Débat de March sur la censure : des militants pour la liberté confondent le censeur

Lorsque des militants pour la liberté d’expression sont mis face à un acteur direct de la censure, l’impact de cette pratique est de prime abord amoindri.  Le censeur, qui prête l’oreille aux satires contre la désuétude, souvent ridicule, de ses décisions, reconnaît que la censure est loin d’anéantir la production artistique.

De gauche à droite, Jihad el-Murr, Tarek Mitri, Jean-Pierre Katrib, André Cassas, Colette Naufal.
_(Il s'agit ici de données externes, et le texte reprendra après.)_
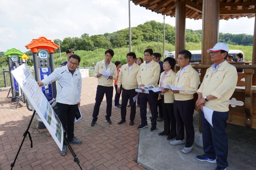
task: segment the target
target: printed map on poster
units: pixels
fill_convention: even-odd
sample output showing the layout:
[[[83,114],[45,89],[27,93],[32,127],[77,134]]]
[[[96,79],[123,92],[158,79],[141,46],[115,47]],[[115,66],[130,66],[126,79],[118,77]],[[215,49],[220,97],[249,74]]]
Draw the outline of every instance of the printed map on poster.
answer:
[[[26,99],[29,100],[58,147],[62,150],[62,125],[27,65],[22,64],[12,71],[12,73],[20,84]]]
Photo Nasser Traboulsi

Voulant valoriser la dynamique libérale qui continue de nourrir le Liban, l’organisation non gouvernementale March a choisi de réunir, dans le cadre de sa campagne pour la liberté d’expression (FREE), des figures médiatiques et culturelles, avec le président de la commission de censure et délégué du ministère de l’Information, André Cassas.


Alors que le représentant de l’Association pour les droits de l’homme et le droit humanitaire Jean-Pierre Katrib a rappelé que « la liberté d’opinion et d’expression, consacrée par la Charte universelle des droits de l’homme, est la garante des droits naturels », André Cassas a consacré le tiers de son intervention à la lecture du texte de loi de 1949, qui accorde à une commission ministérielle et religieuse la compétence de censurer, par le biais de la Sûreté générale, « toute atteinte aux bonnes mœurs, à la sûreté nationale, la paix civile, l’image d’un État ami... »


Prié de préciser la teneur de ces critères – « l’on ne sait même pas ce qui est interdit au Liban », selon Léa Baroudi, cofondatrice de March –André Cassas invoque « l’existence de tranches sociales conservatrices et traditionnelles non disposées à accepter ce qui est considéré comme sans problème à l’étranger ». Un argument vivement contesté par le journaliste Nadim Koteich, présent dans l’audience, qui défend le caractère infondé, et de surcroît préjudiciable, des propos sur une tranche de la population inapte à assimiler les travaux artistiques présentés au public. Les intervenants réunis se sont d’ailleurs accordés sur la nécessité de substituer la censure à une classification des films et présentations théâtrales, de sorte à prévenir l’audience à l’avance de ce qui risquerait de la déranger. Et si quelque projection ou publication s’avère profondément attentatoire à une personne ou un groupe de citoyens, c’est la justice qui devrait être le seul recours.

Mitri
C’est sur ce point qu’a insisté d’ailleurs l’ancien ministre Tarek Mitri. Avec la manière simple de ceux qui décrivent la liberté sans qualificatifs superflus, de ceux qui la perçoivent comme allant de soi, il évoque ses passages consécutifs à la tête du ministère de la Culture (son autorité légale, uniquement morale, lui a permis, grâce à l’appui de l’opinion publique, de neutraliser certaines décisions de la Sûreté générale), puis du ministère de l’Information (il y détenait le pouvoir d’interdire la mise en vente de publications écrites étrangères, un pouvoir qu’il n’a jamais mis à exécution, mais que certains membres zélés de la SG exerçaient à son insu). « Le ministre de l’Information a décidé de ne pas être censeur », avait-il alors fermement défendu. Mais le risque de dérapage, même des plus libéraux des ministres, reste fort présent en l’état actuel de la loi, prévient Tarek Mitri, avant d’énoncer son « bilan fort simple : la nécessité d’abolir entièrement la censure préalable ».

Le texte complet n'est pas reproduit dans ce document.